Lack of awareness contributes to mental illness stigmas


Emily Dixon

A sign outside Room 162 labels the “Zen Den”, a quiet space during one lunch offered on Tuesdays and Thursdays.

Mental illness, most prevalent in young, high school kids, is talked about the least often. The private topic shows itself in many different forms.

According to the World Health Organization, half of all mental health cases start by age 14 and develop into adulthood.

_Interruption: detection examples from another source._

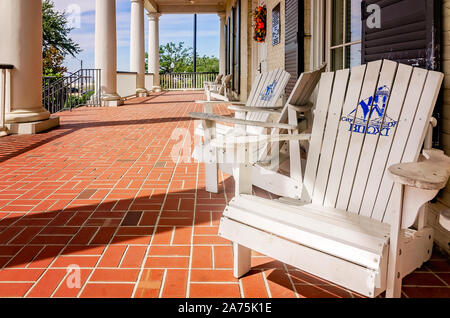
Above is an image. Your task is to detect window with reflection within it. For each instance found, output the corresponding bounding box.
[327,0,361,71]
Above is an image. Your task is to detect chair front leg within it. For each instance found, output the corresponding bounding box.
[386,183,405,298]
[233,243,252,278]
[202,115,219,193]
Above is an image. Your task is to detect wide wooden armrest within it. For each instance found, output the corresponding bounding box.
[388,149,450,190]
[210,134,311,148]
[189,112,298,130]
[288,102,314,113]
[195,100,230,104]
[228,105,281,114]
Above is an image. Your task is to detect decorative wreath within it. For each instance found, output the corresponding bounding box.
[253,6,267,43]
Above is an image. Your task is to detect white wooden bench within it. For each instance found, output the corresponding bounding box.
[190,65,325,196]
[219,60,450,297]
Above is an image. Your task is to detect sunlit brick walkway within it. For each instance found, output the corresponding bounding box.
[0,92,450,297]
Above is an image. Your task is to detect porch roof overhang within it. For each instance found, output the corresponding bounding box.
[145,0,226,14]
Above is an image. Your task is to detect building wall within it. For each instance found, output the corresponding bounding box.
[427,0,450,253]
[266,0,286,71]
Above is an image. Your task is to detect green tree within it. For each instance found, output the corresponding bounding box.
[42,0,81,74]
[197,55,219,72]
[156,42,219,74]
[159,42,192,74]
[43,46,67,77]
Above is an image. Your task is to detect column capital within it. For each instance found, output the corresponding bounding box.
[147,12,161,21]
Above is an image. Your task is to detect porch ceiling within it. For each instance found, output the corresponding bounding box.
[145,0,225,14]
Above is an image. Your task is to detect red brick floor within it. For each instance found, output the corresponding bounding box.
[0,92,450,298]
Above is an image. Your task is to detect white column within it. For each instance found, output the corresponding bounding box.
[148,12,161,92]
[0,0,50,124]
[219,13,226,75]
[95,0,123,106]
[130,0,147,97]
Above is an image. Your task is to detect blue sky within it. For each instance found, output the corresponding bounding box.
[53,0,220,71]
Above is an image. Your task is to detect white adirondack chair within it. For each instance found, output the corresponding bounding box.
[190,66,324,193]
[205,74,233,101]
[190,69,290,193]
[215,60,450,297]
[203,74,223,96]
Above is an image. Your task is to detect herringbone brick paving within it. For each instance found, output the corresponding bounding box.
[0,92,450,298]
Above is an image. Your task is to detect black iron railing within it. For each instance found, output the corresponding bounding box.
[42,69,101,114]
[160,72,219,90]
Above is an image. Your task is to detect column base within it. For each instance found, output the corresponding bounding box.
[136,88,148,97]
[101,94,123,107]
[5,107,50,124]
[5,117,59,136]
[0,127,9,137]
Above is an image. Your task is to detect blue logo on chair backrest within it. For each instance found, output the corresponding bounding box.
[341,86,398,136]
[261,80,278,102]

Lack of awareness causes many misconceptions around these illnesses, such as stigmas that they imply weakness, only adults have illnesses, pills will fix them, and even that they do not actually exist.

With the fear of being viewed as weak in their minds, students often do not reach out for help.

“It can be hard to ask for help, but we hope those who need us can find a way to be brave and reach out so we can provide them with support and necessary resources,” said school counselor Leslie Riccio.

Some of the most common disorders include anxiety, depression, OCD, ADHD, and eating disorders.

Anxiety occurs in about 40 million people and includes much more than just being nervous or shy.

According to the National Institute of Mental Health, anxiety is characterized by uncontrollable worry and panic, muscle tension, difficulty concentrating, irritability, trembling, sweating, heart palpitations, and feelings of impending doom. 

Depression is also extremely common in adolescents and symptoms include persistent sad or empty mood, loss of interest in activities, feelings of worthlessness and hopelessness, fatigue, and difficulty sleeping or oversleeping.

Stress at school, social obligations, unstable homes, and bullying all contribute to the development of mental disorders.

“School definitely contributes to mental illness because of the stress it causes with the massive amounts of homework we receive,” said junior Emerson Imbriale.

Abundant mental health resources available include hotlines, websites, guidance counselors, and supportive friends. With these widespread conditions, it is important to raise awareness and destigmatize mental illness.

“We must show empathy, understanding, and remember that we never really know what someone else is going through,” said Riccio.